At the same time, Gulf states now possess advanced diplomatic capacity, acting as mediators and stabilizers in Gaza, Sudan, Libya, and the Horn of Africa—aligning with Washington’s preference for empowered regional partners.

Still, any U.S.–Iran confrontation—even limited—would immediately impact Gulf security, energy markets, and shipping lanes, underscoring the importance of joint air and missile defense integration and constant coordination with Washington.

Strategic Adjustments, Not Strategic Shock

It is unlikely that the National Security Strategy contains anything shocking for Gulf policymakers, who are well acquainted with Trump’s approach and recognize that U.S. foreign policy has permanently moved away from nation-building and open-ended security commitments.

Recent U.S.–Iran tensions have temporarily elevated the Gulf’s strategic importance once again, even as the broader strategy confirms the region is no longer the central focus of U.S. policy.

Overall, the strategy is expected to prompt recalibration rather than alarm—positioning Gulf states as pillars of regional stability, defense technology partners, energy investors, and maritime security providers.

The Defense Strategy reinforces this by clarifying the cost of centrality: higher defense spending, deeper integration with U.S. and Israeli forces, and greater daily risk exposure in managing tensions with Iran.

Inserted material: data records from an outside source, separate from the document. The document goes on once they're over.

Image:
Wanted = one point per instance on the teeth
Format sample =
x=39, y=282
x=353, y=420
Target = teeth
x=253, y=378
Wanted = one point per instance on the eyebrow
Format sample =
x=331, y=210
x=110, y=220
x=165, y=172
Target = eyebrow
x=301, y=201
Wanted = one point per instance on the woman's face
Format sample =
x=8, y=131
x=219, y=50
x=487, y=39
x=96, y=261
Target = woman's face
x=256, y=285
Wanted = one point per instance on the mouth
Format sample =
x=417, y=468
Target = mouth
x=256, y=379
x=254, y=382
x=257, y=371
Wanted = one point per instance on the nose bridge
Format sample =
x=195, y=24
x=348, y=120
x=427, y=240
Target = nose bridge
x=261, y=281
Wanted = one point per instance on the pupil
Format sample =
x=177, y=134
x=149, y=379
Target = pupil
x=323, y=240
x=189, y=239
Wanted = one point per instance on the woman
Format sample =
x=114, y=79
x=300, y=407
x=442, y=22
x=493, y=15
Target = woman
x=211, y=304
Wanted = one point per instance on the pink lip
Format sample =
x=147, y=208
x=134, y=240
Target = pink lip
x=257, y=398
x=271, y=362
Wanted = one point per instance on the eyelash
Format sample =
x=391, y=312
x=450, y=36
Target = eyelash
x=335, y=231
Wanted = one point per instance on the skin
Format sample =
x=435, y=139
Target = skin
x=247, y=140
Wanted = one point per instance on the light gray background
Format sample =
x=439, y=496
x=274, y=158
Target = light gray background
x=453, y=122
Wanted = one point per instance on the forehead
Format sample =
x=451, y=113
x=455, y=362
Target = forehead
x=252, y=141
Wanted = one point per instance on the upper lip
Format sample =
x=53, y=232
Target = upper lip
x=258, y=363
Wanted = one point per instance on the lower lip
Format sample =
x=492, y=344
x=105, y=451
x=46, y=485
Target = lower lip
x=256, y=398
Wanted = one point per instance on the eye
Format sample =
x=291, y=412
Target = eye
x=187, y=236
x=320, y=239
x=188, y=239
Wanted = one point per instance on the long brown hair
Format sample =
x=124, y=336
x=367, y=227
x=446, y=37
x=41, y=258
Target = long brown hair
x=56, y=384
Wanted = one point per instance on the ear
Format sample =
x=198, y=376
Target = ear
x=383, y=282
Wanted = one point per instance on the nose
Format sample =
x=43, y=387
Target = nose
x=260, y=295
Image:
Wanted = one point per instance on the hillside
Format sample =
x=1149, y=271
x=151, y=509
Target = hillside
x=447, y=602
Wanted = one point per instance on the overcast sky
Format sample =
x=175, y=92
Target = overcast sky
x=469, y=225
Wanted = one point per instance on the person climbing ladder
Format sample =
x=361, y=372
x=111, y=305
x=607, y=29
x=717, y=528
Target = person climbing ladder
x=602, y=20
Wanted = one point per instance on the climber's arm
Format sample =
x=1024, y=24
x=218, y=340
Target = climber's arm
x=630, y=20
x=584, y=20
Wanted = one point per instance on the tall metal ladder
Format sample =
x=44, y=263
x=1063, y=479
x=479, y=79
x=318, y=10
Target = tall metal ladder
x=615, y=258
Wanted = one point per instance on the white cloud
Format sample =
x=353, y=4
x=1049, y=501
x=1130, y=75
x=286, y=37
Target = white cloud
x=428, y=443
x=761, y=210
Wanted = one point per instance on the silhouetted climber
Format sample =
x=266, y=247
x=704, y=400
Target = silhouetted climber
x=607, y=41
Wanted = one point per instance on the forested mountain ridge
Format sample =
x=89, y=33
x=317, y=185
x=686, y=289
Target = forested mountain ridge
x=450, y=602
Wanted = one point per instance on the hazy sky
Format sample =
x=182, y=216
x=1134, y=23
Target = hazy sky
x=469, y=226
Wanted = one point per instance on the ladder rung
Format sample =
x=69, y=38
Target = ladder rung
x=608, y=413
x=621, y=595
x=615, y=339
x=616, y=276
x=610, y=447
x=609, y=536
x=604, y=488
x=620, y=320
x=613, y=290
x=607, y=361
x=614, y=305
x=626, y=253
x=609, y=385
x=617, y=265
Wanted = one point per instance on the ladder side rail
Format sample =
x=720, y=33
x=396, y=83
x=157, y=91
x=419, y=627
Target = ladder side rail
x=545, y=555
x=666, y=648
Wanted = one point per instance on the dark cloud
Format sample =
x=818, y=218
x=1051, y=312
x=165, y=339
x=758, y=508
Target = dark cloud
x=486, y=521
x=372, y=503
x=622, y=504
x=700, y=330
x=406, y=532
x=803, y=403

How Gulf States Can Respond

The strategy offers Gulf leaders practical pathways to deepen ties with Washington:

  1. Regional Security Leadership – protecting shipping lanes, counterterrorism, Red Sea stability, and specialized security capabilities.
  2. Investment as U.S. Industrial Gain – framing Gulf investments as drivers of American manufacturing, AI, aerospace, nuclear energy, and defense production.
  3. Sovereignty Alignment – emphasizing border control, state sovereignty, and resistance to ideological interference.
  4. Strategic China Management – reassuring the U.S. on sensitive sectors while maintaining selective economic cooperation with Beijing.

A Manageable Strategic Landscape

Trump’s National Security Strategy represents a more mature evolution of “America First,” placing economic and technological competition at the heart of power.

For the Gulf, the implications are substantial but manageable. The region is not sidelined—rather, it is expected to assume greater security responsibility while becoming a central platform for U.S. economic and technological cooperation.

Read alongside the Defense Strategy, the picture becomes clear: the Middle East is no longer America’s primary theater, but it remains the proving ground for a model combining decisive U.S. force when necessary with empowered regional partners—seeking “peace through strength” without returning to endless wars.